Repair cafes are located all over the world. The first one began in Amsterdam on Oct. 18, 2009, according to their website. The first Evanston Repair Cafe was held in April 2018, sponsored by Climate Action Evanston.
Opila explained that creating welcoming communities around sustainability is a part of how we make a difference, and encourage other people to join the cause.
Anne Nicklin, founder of Reuse Studio, said that you have to ask yourself, “how do you measure what matters?”
Nicklin compared the idea that one person’s action doesn’t change the environment to the argument that one person not voting doesn’t change the election. If everyone thinks that their one vote makes no difference, “then we won’t have an election,” she said.
“Things are going to change more in our hands than in institutional hands,” Nicklin said. She explained that someone passionate about recycling, like herself, has to pave the way for more people to have easy access to make sustainable choices.
Alexandra Samios Nelson is a local Evanston artist, who hosted a workshop on creating paste paper from a variety of recycled materials. Nelson said, “Individual actions make the doer feel good, but we need collective, sustained action supported by institutions large and small for real impact.”
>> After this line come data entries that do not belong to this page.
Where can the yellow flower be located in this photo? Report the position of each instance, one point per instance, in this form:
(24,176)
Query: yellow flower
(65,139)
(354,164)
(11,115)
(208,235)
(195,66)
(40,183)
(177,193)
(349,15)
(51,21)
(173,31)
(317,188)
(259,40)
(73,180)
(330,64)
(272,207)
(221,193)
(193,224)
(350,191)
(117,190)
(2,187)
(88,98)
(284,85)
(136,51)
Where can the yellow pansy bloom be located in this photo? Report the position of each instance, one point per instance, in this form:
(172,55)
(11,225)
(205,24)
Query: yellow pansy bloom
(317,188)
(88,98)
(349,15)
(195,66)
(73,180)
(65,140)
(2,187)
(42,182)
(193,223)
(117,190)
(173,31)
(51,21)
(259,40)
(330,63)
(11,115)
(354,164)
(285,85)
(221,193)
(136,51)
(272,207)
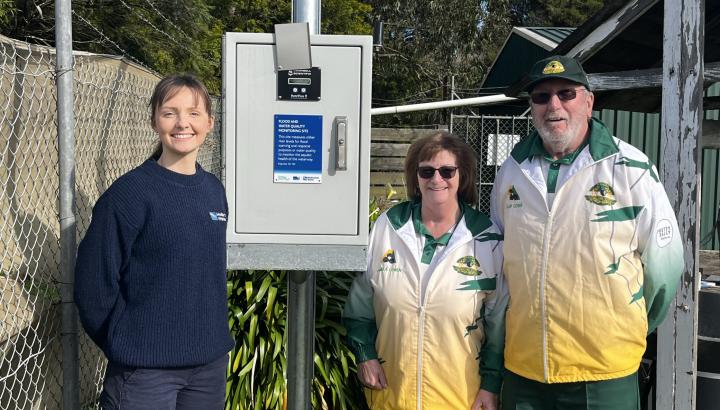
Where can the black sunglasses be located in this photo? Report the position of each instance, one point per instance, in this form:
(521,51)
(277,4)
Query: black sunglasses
(563,95)
(446,172)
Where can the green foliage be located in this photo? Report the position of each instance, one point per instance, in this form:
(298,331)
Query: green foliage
(258,366)
(7,11)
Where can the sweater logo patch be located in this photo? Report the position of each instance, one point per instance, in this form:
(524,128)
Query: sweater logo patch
(218,216)
(601,194)
(663,233)
(513,198)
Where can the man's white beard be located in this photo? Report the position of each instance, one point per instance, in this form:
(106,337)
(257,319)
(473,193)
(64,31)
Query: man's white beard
(559,141)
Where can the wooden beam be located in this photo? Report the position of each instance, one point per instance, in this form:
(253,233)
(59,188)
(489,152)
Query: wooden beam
(649,78)
(711,103)
(400,134)
(711,134)
(683,50)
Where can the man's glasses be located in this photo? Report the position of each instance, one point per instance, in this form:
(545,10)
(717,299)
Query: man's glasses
(563,95)
(446,172)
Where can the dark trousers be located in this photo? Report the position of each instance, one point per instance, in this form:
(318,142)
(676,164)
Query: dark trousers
(135,388)
(519,393)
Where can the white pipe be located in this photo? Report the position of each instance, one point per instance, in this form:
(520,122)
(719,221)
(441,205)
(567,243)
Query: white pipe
(486,100)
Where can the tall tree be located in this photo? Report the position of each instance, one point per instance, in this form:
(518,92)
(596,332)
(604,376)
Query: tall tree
(557,13)
(169,35)
(430,45)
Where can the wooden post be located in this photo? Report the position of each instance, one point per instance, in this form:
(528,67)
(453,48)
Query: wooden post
(682,96)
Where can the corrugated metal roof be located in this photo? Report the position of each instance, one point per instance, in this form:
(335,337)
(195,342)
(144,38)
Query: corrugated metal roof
(554,34)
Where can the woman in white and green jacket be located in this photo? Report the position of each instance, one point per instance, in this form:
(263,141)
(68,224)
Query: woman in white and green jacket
(422,319)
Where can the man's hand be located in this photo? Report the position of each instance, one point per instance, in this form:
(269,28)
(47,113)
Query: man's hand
(372,375)
(485,401)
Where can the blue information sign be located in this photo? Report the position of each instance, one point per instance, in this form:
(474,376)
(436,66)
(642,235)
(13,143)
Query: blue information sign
(298,149)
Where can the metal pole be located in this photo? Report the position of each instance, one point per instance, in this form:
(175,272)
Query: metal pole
(307,11)
(301,285)
(485,100)
(301,336)
(66,159)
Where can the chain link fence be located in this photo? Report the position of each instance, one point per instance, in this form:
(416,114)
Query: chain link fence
(113,135)
(492,138)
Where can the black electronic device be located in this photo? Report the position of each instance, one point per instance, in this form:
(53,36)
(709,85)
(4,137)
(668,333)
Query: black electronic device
(299,85)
Nelson also said that “One of the great things about recycling, gardening, creative reuse, mending, all that kind of stuff is that it gives you a real feeling of control.”
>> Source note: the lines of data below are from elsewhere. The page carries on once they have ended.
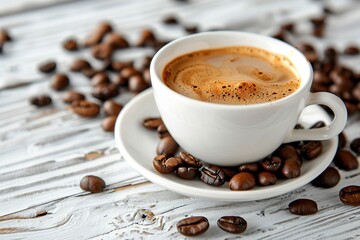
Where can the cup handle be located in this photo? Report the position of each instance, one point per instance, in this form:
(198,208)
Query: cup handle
(327,132)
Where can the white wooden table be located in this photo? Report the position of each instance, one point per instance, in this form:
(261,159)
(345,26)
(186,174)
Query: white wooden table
(45,152)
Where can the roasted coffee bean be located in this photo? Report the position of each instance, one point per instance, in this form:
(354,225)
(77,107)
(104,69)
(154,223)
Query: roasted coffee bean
(152,123)
(311,150)
(105,91)
(355,145)
(350,195)
(166,165)
(41,100)
(72,96)
(85,108)
(232,224)
(60,81)
(108,124)
(266,178)
(70,45)
(328,178)
(137,83)
(79,65)
(188,173)
(345,160)
(242,181)
(303,207)
(92,184)
(47,67)
(99,78)
(112,108)
(249,167)
(167,146)
(212,175)
(192,226)
(190,160)
(272,164)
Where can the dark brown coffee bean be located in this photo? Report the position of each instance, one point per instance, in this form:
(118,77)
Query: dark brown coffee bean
(188,173)
(212,175)
(60,81)
(105,91)
(92,184)
(70,45)
(355,145)
(345,160)
(303,207)
(79,65)
(311,150)
(47,67)
(328,178)
(167,146)
(192,226)
(242,181)
(85,108)
(232,224)
(190,160)
(350,195)
(41,100)
(166,165)
(266,178)
(108,124)
(72,96)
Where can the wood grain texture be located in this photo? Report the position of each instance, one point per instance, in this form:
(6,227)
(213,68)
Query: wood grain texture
(45,152)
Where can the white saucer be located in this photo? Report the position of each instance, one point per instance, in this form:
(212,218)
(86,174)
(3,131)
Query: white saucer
(138,146)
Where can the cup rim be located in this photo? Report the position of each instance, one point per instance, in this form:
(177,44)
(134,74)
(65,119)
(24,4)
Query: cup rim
(157,80)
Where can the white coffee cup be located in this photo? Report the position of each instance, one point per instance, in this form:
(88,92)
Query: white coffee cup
(229,135)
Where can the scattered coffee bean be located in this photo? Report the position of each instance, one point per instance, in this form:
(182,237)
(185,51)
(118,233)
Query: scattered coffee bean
(85,108)
(345,160)
(328,178)
(47,67)
(350,195)
(192,226)
(92,184)
(242,181)
(167,146)
(303,207)
(41,100)
(60,81)
(232,224)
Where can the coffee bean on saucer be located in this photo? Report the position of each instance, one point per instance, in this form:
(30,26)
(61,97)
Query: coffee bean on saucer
(350,195)
(303,207)
(85,108)
(92,184)
(60,81)
(232,224)
(41,100)
(345,160)
(212,175)
(328,178)
(72,96)
(167,146)
(47,67)
(192,226)
(242,181)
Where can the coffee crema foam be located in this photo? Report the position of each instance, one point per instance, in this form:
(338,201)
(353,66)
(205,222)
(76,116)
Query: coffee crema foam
(232,75)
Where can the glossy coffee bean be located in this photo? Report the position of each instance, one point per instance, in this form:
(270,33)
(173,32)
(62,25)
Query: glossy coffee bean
(303,207)
(92,184)
(232,224)
(213,175)
(350,195)
(192,226)
(345,160)
(242,181)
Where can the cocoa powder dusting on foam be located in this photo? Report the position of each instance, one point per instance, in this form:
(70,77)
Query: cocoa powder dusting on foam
(233,75)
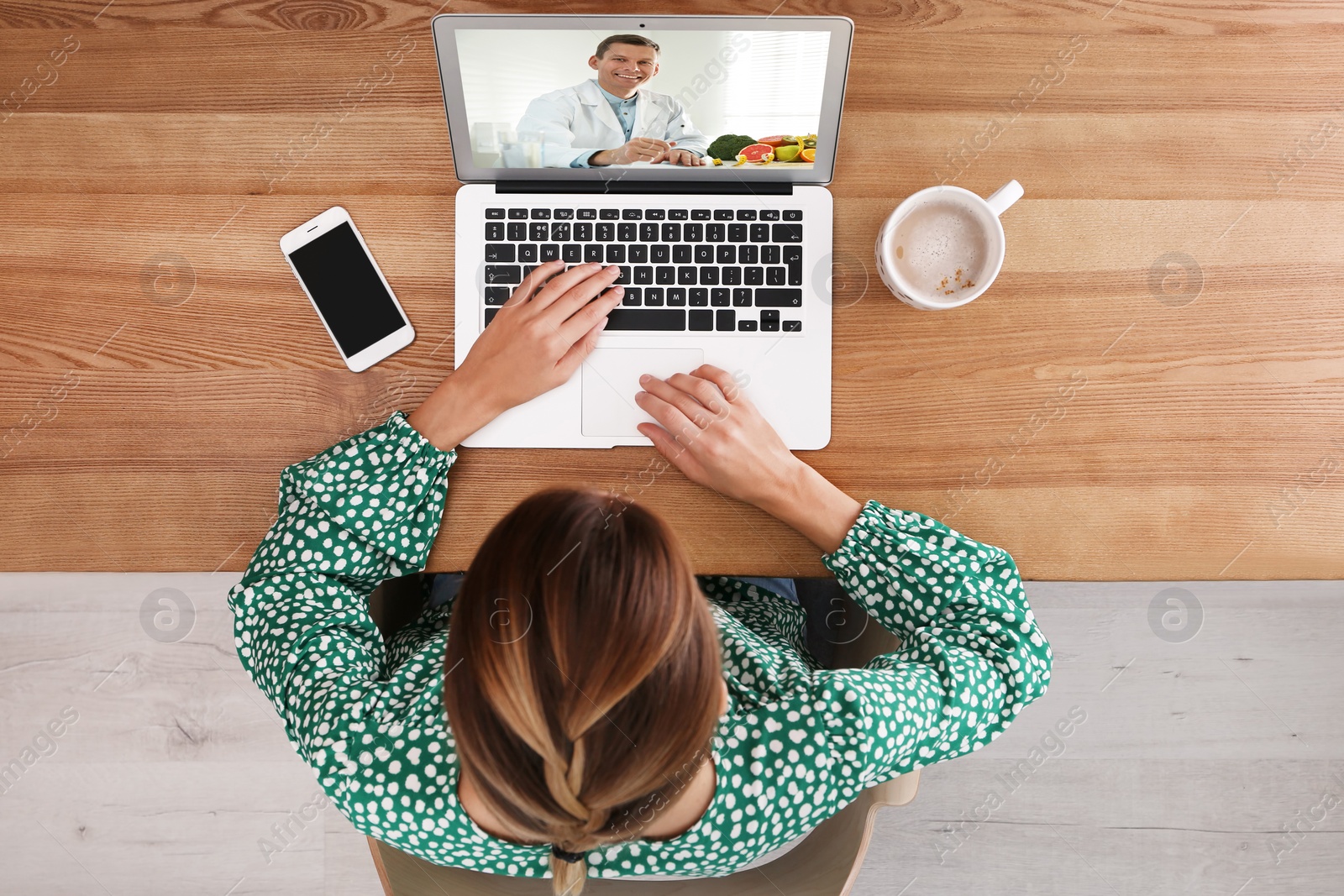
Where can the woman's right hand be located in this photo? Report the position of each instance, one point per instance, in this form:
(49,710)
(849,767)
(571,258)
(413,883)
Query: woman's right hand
(717,437)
Nicklin explained that some people don’t have the time, ability, or knowledge to recycle and reuse everything. Trish Page, a Chicago artist is one of those people.
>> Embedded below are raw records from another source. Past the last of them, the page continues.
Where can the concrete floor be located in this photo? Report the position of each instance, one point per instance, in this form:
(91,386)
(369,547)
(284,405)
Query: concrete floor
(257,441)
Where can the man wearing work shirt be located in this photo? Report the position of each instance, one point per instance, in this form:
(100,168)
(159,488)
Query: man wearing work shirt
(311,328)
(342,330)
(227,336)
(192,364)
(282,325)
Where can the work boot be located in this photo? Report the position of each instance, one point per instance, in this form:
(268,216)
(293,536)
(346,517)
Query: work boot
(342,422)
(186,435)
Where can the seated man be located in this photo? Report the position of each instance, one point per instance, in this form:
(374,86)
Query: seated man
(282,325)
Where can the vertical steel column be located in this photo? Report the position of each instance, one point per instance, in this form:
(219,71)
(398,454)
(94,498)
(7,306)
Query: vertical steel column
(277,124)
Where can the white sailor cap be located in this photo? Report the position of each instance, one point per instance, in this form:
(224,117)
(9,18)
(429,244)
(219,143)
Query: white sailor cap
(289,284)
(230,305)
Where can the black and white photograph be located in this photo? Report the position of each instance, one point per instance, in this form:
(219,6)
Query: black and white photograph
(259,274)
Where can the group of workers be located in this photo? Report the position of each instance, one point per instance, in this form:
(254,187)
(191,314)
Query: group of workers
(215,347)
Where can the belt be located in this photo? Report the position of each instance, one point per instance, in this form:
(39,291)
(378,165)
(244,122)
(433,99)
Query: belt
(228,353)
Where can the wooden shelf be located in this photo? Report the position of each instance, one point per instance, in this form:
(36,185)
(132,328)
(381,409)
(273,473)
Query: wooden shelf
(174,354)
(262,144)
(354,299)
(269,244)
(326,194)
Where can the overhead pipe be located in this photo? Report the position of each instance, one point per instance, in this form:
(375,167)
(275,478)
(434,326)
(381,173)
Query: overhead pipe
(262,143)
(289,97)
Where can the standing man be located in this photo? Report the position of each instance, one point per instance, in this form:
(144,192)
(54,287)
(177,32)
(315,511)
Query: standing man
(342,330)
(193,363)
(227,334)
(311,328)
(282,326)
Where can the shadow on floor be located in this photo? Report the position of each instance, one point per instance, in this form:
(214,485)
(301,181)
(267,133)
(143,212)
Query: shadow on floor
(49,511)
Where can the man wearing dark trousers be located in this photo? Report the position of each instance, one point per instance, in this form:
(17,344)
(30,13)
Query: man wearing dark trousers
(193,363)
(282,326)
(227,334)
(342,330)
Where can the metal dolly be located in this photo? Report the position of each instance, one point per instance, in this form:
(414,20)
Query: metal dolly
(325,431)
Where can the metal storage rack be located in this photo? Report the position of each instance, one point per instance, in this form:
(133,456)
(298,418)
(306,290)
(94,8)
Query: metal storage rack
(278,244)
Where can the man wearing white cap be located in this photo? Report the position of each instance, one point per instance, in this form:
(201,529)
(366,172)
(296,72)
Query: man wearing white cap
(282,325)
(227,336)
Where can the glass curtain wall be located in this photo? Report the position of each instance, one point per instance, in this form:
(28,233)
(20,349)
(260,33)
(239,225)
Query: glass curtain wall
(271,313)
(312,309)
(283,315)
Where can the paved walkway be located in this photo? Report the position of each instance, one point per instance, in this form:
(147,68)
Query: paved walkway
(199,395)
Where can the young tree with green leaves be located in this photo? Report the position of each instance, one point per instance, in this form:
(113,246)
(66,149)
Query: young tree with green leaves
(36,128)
“I only have so much time allocated to social concerns,” she said, “you can’t risk your sanity for really being militant on the recycle, reuse. You can do your part, but don’t let it make you crazy.” Page explained that she does what she can, like recycling what she knows is recyclable, or getting a mug in a coffee shop as she did during her interview.
Victoria Reeves, an Evanston resident, explained that she has been repurposing recycled materials for art since she was five, dragging back home pieces of metal and wood to create sculptures in her backyard. Bedazzled cat eye glasses framing her face, and a bandana around her head to protect it from sparks while welding, she said that she’s “creative with a capital C.”
Reeves brought up this idea from Native American culture called seven generations, a lesson she learned from her best friend who is a chief in the Ho-Chunk Nation. “Every single thing that we do, we should ask ourselves how my actions are going to affect the next seven generations after I’m gone” she said, “so if that’s not a reason to recycle, I don’t know what is.”
Tom Mulhern, Evanston local and principal strategist for Reuse Studio, explained that many of the grassroots organizations in Evanston will have a limited impact on diverting waste from landfills.
These organizations tend to focus on post-consumer streams, meaning things used by consumers that they no longer need, like plastic bottles, and not the overwhelming amount of producer waste. “That said, they do rack up some pretty impressive tonnage numbers, and every ton that’s not in the landfill is a good ton,” Mulhern said.
While places like The Waste Shed and Rebuilding Exchange are redirecting waste from the landfill, Mulhern said that “it will take decades to reposition value in our economy away from the linear make-use-toss model.”
The Waste Shed is a nonprofit organization that accepts used art supplies in order to reduce waste and give them new life. According to their website, in 2022 they diverted 61,218 lbs of materials, which is over 30 tons, of waste from the landfill.
Ulisa Blakely, the Director of Programs and Development at The Waste Shed, said, “Creative reuse might not ‘click’ with everyone, but ‘reuse, reduce, recycle, rot’ is a slogan that we should strive to live by.”
Blakely explained that continuing on the trajectories we’ve created when it comes to consumption and waste, the environment as we know it won’t survive.
Mending a pair of worn-out blue jeans isn’t going to save us from the overwhelming amount of waste in our landfills, but as Nicklin said, we have to start “redefining if something matters.”